Book Image

Modular Programming with Python

By : Erik Westra
Book Image

Modular Programming with Python

By: Erik Westra

Overview of this book

Python has evolved over the years and has become the primary choice of developers in various fields. The purpose of this book is to help readers develop readable, reliable, and maintainable programs in Python. Starting with an introduction to the concept of modules and packages, this book shows how you can use these building blocks to organize a complex program into logical parts and make sure those parts are working correctly together. Using clearly written, real-world examples, this book demonstrates how you can use modular techniques to build better programs.
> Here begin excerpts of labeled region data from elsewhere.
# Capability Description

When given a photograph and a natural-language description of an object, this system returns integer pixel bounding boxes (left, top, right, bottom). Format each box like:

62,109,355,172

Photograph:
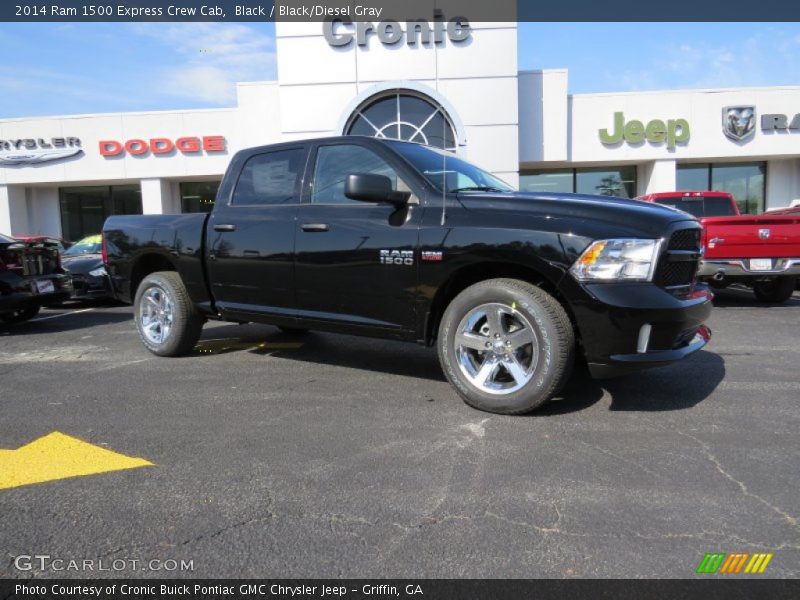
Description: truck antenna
441,114,447,227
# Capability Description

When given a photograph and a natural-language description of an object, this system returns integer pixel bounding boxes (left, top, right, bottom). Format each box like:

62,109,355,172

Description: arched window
344,90,456,151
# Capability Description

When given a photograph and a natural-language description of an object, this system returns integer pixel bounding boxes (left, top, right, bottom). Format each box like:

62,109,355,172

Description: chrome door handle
300,223,328,233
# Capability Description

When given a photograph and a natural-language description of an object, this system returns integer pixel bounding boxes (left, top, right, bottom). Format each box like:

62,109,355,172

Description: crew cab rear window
231,148,305,206
311,144,397,204
656,197,735,218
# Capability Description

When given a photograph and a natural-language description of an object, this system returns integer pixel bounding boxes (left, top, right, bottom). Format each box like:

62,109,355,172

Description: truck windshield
390,142,514,192
64,235,103,256
656,196,736,218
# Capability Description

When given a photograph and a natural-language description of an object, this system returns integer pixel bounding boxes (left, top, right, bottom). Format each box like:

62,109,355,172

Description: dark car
62,234,111,300
103,137,712,414
0,235,72,323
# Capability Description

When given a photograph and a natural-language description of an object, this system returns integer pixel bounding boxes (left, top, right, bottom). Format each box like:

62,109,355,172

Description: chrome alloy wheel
454,302,539,395
139,285,175,345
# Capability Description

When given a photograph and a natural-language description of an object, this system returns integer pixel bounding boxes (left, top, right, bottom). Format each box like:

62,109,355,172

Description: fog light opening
636,323,653,354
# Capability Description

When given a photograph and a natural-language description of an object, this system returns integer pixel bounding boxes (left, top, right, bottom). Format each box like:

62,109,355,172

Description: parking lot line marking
28,308,94,323
0,431,153,490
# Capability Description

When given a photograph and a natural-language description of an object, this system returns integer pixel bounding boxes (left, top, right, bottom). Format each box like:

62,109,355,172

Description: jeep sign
322,11,471,47
598,112,691,150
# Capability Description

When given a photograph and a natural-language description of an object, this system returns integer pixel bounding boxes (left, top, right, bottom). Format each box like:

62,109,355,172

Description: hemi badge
421,250,442,262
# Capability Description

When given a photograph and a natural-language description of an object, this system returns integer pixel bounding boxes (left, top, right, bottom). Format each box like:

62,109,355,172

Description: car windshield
656,196,735,218
64,235,103,256
390,142,514,192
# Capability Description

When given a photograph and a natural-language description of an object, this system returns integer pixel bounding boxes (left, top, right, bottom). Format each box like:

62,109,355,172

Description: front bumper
0,273,72,313
560,275,713,377
697,258,800,279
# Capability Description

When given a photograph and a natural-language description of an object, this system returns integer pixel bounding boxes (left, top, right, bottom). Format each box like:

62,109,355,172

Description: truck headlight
570,238,662,281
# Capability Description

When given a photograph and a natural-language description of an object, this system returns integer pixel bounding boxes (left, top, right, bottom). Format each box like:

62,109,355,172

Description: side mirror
344,173,411,207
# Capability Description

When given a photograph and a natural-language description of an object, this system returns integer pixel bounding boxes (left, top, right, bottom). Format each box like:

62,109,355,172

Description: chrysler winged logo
722,106,756,142
0,148,83,166
0,137,83,167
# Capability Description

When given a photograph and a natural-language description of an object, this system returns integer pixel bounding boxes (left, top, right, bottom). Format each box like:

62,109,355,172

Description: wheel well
131,254,176,300
425,263,578,346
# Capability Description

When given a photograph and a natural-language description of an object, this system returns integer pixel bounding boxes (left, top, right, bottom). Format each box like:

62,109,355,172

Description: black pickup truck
103,137,712,414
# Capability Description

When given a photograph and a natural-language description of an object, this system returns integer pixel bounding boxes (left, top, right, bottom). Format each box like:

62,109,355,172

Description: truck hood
61,254,103,275
458,192,696,237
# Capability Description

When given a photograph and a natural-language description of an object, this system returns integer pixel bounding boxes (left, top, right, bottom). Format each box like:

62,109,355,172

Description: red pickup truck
638,192,800,303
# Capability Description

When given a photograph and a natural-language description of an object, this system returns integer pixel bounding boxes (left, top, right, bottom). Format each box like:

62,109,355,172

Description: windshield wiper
449,185,503,194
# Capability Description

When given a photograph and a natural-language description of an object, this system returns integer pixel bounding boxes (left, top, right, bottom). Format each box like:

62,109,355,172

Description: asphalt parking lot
0,291,800,578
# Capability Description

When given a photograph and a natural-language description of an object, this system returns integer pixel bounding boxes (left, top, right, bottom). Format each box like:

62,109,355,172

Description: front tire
437,279,575,414
134,271,203,356
0,305,41,325
753,277,795,304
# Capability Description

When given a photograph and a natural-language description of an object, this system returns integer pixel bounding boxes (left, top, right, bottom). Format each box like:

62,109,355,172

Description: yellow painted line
28,308,94,323
758,554,772,573
0,431,153,490
734,552,750,573
195,339,303,354
719,554,739,573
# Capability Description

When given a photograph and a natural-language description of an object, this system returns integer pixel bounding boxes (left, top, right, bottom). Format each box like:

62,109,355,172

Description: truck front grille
656,228,702,295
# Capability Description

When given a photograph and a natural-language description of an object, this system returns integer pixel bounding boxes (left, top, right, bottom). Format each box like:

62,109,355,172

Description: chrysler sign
0,137,83,167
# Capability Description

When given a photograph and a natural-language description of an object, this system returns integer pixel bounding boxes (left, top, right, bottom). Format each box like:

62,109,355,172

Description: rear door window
231,148,305,206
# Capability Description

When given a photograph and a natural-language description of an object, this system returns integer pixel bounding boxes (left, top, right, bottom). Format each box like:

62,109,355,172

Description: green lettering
645,119,667,144
625,120,644,144
667,119,691,150
599,112,625,144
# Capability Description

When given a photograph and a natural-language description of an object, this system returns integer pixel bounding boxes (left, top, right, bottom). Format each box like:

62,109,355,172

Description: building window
519,165,636,198
180,181,219,213
344,90,456,151
676,162,767,215
58,184,142,242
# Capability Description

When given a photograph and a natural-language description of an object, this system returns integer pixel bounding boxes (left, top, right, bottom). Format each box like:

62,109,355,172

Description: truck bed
700,215,800,259
103,213,210,305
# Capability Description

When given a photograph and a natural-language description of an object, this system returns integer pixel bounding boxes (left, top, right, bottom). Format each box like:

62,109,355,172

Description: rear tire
436,279,575,415
0,305,41,325
753,277,795,304
133,271,203,356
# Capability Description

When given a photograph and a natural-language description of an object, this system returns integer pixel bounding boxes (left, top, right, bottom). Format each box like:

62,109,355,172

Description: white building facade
0,17,800,241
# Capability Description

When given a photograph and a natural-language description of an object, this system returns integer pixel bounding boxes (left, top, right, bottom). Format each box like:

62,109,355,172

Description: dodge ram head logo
722,106,756,142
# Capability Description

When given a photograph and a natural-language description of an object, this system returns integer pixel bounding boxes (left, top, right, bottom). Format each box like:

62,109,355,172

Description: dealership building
0,21,800,241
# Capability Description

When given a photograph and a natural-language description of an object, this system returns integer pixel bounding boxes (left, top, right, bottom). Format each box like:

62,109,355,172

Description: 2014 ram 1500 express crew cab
103,137,711,413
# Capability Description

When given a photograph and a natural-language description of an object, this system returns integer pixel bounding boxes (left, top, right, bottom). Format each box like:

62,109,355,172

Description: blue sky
0,23,800,118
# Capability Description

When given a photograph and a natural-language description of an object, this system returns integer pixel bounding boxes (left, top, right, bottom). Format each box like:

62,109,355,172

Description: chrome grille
656,228,701,293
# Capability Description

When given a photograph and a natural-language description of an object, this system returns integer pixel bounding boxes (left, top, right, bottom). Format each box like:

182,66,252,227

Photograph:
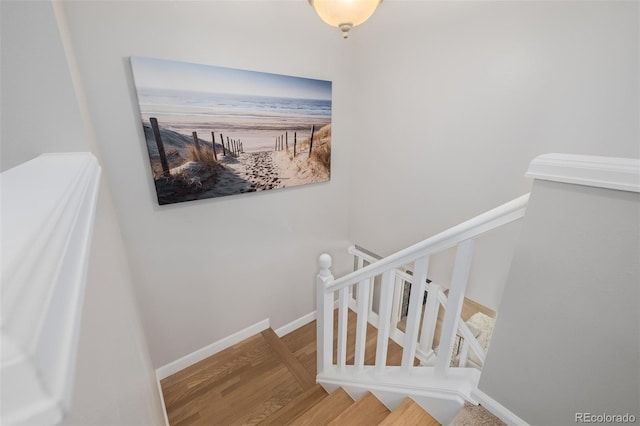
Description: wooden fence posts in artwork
211,132,218,161
149,117,171,176
308,125,316,158
149,117,244,176
274,124,316,158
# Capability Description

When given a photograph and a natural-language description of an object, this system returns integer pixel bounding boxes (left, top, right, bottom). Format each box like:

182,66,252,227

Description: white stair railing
316,194,529,390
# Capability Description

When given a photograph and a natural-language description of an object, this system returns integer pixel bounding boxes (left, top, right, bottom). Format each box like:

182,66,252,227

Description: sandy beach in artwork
131,57,332,204
145,125,331,204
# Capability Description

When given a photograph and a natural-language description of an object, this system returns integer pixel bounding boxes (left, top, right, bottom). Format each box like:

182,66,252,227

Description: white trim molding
156,318,271,380
0,153,100,425
471,389,529,426
526,154,640,192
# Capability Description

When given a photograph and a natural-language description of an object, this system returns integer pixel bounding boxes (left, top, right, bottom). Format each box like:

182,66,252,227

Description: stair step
259,385,329,426
379,398,441,426
329,392,390,426
289,388,353,426
450,402,505,426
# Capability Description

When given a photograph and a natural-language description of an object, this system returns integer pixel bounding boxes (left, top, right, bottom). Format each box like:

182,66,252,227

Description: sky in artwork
131,57,331,100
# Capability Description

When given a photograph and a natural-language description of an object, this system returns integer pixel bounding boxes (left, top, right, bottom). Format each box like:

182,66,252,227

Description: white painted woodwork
327,194,529,291
375,269,395,372
337,288,349,367
402,256,429,369
316,253,333,371
458,321,487,363
526,154,640,192
436,239,474,376
0,153,100,425
354,278,372,367
420,283,444,358
391,271,404,324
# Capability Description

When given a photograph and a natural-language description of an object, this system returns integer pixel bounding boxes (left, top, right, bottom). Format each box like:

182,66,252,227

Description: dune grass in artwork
131,57,331,204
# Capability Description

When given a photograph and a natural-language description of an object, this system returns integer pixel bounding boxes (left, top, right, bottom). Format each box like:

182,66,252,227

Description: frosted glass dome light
309,0,382,38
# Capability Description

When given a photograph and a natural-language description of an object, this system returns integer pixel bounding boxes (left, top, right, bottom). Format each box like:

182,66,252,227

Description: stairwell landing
161,321,502,426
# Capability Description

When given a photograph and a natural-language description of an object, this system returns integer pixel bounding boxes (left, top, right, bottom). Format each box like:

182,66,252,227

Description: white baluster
337,287,350,367
316,253,333,374
391,274,404,328
420,283,441,353
402,256,429,369
435,239,473,377
353,278,372,369
375,269,396,372
458,339,469,368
A number of common modular programming patterns are covered, including divide-and-conquer, abstraction, encapsulation, wrappers and extensibility. You will also learn how to test your modules and packages, how to prepare your code for sharing with other people, and how to publish your modules and packages on GitHub and the Python Package Index so that other people can use them. Finally, you will learn how to use modular design techniques to be a more effective programmer.
Table of Contents (16 chapters)
Modular Programming with Python
Credits
About the Author
About the Reviewer
www.PacktPub.com
Preface
Index

Creating your first module


Now that we've seen what modules are and how they can be used, let's implement our first real Python module. While this module is simple, you may find it a useful addition to the programs you write.

Caching

In computer programming, a cache is a way of storing previously calculated results so that they can be retrieved more quickly. For example, imagine that your program had to calculate shipping costs based on three parameters:

  • The weight of the ordered item

  • The dimensions of the ordered item

  • The customer's location

Calculating the shipping cost based on the customer's location might be quite involved. For example, you may have a fixed charge for deliveries within your city but charge a premium for out-of-town orders based on how far away the customer is. You may even need to send a query to a freight company's API to see how much it will charge to ship the given item.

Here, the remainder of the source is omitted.